The real killers of a Bronx livery driver were free to murder at least four more victims because NYPD cops railroaded five innocent people in the notorious 1995 slaying, a stunning new lawsuit charges.

Eric Glisson, who spent nearly 18 years in prison before being exonerated, alleges in his Manhattan federal suit that Bronx homicide cops “fabricated evidence and false witness testimony” that convicted him and four co-defendants in the fatal shooting of Baithe Diop.

As a result, vicious gang members Jose “Joey Green Eyes” Rodriguez and Gilbert “Gorgeous Indian” Vega were never busted for Diop’s murder and went on to kill at least four other people before the feds busted them and they cut a deal, admitting they shot Diop from the back seat of his livery car, the court papers say.

The additional victims include two men who were gunned down in 1997 during an annual Thanksgiving Day football game between residents of two Bronx housing projects, according to court records. Rodriguez pleaded guilty in that crime.
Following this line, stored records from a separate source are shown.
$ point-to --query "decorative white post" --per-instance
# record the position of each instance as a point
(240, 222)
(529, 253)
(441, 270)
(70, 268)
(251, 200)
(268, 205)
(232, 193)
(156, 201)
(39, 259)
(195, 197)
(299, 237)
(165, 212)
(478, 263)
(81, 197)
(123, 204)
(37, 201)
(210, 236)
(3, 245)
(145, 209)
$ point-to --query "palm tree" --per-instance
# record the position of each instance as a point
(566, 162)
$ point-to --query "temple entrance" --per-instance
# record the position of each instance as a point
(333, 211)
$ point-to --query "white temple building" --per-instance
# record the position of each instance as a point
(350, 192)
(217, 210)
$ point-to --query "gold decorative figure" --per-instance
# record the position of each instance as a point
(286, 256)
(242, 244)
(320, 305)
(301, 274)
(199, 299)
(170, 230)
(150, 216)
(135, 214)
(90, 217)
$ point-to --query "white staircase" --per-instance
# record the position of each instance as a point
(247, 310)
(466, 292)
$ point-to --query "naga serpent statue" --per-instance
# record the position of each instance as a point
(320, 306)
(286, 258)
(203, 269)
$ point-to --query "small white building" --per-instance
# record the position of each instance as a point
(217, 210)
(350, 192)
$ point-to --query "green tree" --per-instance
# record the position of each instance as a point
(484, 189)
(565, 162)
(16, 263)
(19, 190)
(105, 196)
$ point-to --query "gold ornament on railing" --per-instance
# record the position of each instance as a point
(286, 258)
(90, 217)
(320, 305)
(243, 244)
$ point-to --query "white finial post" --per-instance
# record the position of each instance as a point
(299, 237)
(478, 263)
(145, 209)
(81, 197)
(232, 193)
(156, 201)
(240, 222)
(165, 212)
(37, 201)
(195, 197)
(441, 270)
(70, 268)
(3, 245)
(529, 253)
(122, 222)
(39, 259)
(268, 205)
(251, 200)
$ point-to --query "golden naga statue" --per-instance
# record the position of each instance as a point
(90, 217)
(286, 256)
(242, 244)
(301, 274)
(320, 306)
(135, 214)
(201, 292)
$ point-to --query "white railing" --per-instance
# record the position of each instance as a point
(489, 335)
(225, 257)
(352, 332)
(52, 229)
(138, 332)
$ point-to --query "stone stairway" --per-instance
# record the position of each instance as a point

That shooting, in which three others were wounded, was ordered by “Pistol” Pete Rollack, the imprisoned leader of Rodriguez and Vega’s gang — called Sex Money Murder, or SMM — to keep one of the slain victims from testifying against him.

Vega pleaded guilty to being the getaway driver for a 1999 robbery and murder at an auto-parts business in Hunts Point.

Baithe Diop

“I think it’s a tragedy that these other people had to lose their lives because of the negligence of the New York City Police Department,” Glisson said Sunday.

Cops also allegedly stymied a federal investigator who in 2003 tried to corroborate Rodriguez and Vega’s confessions to shooting Diop, the suit alleges.

“I guess if you’re sitting up there [in The Bronx] and you’re the cops who put five people in jail for something they didn’t do, you probably have an incentive to let sleeping dogs lie,” said Glisson’s lawyer, Peter Cross.

Glisson was freed from prison in 2012 along with co-defendant Cathy Watkins, but three others convicted in Diop’s murder are still serving time for unrelated crimes.

Glisson’s suit against the city and four NYPD cops doesn’t specify damages but came after he filed a $100 million notice of claim. The NYPD didn’t return a request for comment, while the city Law Department said only: “We will review the suit once we are served.”